Support the user access and identity access management initiatives
Track issues raised by vulnerability scans to root cause and ensures issue resolution or mitigation
Coordinate escalations to internal support teams to ensure timely delivery of incident resolutions
Perform network/system/application/log intrusion detection analysis and trending
Work with log correlation tools
Build log analysis dashboards as requested by peers within Information Security
Assist the security incident handling efforts in response to a detected incident, and coordinate with other stakeholders
Develop and maintain standard operating procedures, processes and guidelines to be used within the Security Operations Center (SOC)
Automate security analysis, administration and remediation procedures, workflows and tasks
Maintain awareness of trends in security regulatory, technology, and operational requirements
Assist with external audits (SAS 70, AUP, PCI, FISMA) in gathering supporting technical evidence to show compliance.
Support the expansion and growth of the SOC: integrating new services and clients
Comply with all security policies and procedures, to ensure that the highest level of system and data confidentiality, integrity and availability is maintained

Skills & Responsibilities

Required Experience

Minimum Qualifications

Education and experience typically obtained through completion of a Bachelor’s degree in Science or Technology
Experience with or working knowledge of IDS/IPS tools
Working knowledge of Windows and Linux operating systems
Ability to work independently and within a team environment
Effective interpersonal skills, with ability to present information to peers and coworkers
Approved background and drug screen is required

Preferred Qualifications

Experience with or working knowledge of SEIM and/or log correlation tools
Experience with scripting languages (shell, bat, Perl, etc)
Exposure to PCI, ISO, Bits, or Cobit audit and compliance
Additional related education and/or experience preferred

Physical Requirements

Working conditions consist of a normal office environment. Work is primarily sedentary and requires extensive use of a computer and involves sitting for periods of approximately four hours. Work may require occasional standing, walking, kneeling, and reaching. Must be able to lift10 pounds occasionally and/or negligible amount of force frequently. Requires visual acuity and dexterity to view, prepare, and manipulate documents and office equipment including personal computers. Requires the ability to communicate with internal and/or external customers.

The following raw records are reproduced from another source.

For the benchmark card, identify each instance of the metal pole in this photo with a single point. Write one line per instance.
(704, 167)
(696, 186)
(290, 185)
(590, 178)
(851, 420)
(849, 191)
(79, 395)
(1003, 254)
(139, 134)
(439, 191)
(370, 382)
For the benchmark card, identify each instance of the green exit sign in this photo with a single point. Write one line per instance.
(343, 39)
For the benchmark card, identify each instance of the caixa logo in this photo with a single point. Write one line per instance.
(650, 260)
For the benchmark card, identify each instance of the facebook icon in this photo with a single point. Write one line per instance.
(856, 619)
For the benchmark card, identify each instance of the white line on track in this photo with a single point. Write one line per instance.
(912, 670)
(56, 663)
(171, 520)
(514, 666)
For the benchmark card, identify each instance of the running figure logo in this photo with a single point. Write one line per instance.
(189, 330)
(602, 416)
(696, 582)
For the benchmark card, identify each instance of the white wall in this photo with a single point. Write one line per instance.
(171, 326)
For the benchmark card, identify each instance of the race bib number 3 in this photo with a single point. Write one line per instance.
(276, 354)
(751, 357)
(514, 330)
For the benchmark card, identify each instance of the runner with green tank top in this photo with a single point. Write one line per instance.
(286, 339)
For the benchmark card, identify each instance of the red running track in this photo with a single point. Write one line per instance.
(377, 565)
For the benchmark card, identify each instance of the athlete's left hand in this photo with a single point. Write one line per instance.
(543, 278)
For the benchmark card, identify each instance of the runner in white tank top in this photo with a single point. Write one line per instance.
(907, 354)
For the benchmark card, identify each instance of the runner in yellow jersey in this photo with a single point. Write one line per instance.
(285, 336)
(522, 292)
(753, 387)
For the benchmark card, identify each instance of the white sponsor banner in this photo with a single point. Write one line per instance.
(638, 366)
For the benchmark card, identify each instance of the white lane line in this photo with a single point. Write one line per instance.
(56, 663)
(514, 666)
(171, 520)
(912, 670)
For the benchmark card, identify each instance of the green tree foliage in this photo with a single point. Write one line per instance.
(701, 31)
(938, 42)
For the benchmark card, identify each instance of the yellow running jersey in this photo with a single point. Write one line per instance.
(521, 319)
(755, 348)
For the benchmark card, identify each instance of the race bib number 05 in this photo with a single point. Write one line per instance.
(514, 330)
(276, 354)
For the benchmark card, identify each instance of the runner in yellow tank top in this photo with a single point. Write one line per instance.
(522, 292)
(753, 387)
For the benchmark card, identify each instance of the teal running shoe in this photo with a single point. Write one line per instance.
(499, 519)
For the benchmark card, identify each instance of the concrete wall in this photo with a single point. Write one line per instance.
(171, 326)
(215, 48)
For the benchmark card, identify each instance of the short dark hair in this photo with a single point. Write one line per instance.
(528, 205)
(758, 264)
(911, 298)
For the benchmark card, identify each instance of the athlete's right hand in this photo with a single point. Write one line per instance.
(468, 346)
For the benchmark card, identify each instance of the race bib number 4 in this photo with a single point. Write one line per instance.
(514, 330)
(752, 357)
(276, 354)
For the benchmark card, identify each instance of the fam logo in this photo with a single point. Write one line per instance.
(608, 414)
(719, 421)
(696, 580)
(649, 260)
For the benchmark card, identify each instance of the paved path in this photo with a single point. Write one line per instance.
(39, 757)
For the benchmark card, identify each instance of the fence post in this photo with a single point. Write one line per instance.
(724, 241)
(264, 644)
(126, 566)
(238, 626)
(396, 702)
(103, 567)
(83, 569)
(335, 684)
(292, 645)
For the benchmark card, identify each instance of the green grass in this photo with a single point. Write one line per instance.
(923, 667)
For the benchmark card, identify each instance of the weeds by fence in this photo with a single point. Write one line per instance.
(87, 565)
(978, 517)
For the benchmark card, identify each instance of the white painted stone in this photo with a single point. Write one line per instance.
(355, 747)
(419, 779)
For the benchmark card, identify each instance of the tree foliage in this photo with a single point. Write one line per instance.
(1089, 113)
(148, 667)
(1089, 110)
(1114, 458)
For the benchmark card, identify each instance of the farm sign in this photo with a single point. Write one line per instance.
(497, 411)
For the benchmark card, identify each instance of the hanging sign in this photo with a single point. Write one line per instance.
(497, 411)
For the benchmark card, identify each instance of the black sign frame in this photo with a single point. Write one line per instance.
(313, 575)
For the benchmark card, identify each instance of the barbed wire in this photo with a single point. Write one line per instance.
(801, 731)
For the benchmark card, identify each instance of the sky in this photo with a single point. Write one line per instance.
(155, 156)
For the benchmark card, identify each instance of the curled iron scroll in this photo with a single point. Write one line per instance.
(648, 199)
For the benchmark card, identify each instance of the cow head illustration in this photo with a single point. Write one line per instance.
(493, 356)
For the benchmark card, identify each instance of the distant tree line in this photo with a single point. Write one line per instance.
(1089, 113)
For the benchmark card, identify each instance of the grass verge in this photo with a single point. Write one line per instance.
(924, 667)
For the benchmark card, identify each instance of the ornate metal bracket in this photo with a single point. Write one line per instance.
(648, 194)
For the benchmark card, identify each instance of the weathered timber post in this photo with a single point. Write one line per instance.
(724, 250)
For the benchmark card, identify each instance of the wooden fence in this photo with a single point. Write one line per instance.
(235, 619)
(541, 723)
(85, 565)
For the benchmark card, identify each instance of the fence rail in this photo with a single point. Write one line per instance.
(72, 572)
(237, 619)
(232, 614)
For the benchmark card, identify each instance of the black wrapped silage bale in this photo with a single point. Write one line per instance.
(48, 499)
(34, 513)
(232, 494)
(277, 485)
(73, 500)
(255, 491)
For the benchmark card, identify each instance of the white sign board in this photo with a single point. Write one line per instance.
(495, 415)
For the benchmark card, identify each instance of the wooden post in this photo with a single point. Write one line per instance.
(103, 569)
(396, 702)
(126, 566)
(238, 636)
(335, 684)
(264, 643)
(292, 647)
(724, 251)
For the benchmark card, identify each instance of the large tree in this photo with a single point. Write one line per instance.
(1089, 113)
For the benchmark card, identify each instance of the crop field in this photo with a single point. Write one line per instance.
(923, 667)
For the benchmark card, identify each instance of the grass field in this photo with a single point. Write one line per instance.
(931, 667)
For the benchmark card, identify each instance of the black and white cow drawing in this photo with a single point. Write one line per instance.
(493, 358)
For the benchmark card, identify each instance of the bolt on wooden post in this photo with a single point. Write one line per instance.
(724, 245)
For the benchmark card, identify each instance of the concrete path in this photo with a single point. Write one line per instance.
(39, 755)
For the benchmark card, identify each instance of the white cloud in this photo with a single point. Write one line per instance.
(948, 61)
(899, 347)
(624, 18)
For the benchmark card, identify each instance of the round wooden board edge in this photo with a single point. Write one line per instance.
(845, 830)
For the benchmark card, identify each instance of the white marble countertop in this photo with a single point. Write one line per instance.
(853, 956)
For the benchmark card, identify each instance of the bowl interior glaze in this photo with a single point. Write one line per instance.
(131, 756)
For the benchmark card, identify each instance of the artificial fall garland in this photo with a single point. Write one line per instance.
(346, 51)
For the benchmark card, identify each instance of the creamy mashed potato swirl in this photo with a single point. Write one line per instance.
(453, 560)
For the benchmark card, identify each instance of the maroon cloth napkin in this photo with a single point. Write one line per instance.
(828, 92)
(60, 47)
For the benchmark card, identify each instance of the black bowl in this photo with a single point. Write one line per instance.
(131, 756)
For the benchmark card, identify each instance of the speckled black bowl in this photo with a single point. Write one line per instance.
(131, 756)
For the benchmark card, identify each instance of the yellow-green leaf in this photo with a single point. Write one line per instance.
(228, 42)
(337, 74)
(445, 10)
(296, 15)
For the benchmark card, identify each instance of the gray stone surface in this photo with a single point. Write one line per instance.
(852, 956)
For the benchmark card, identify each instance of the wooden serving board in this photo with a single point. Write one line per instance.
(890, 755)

Employee must be able to perform essential functions and physical requirements of position with or without reasonable accommodation.

Candidates responding to this posting must independently possess the eligibility to work in the United States at the date of hire

The above job description is not intended to be an all-inclusive list of duties and standards of the position. Incumbents will follow instructions and perform other related duties as assigned by their supervisor.

Early Warning is an equal opportunity/affirmative action employer committed to cultural diversity in the workforce.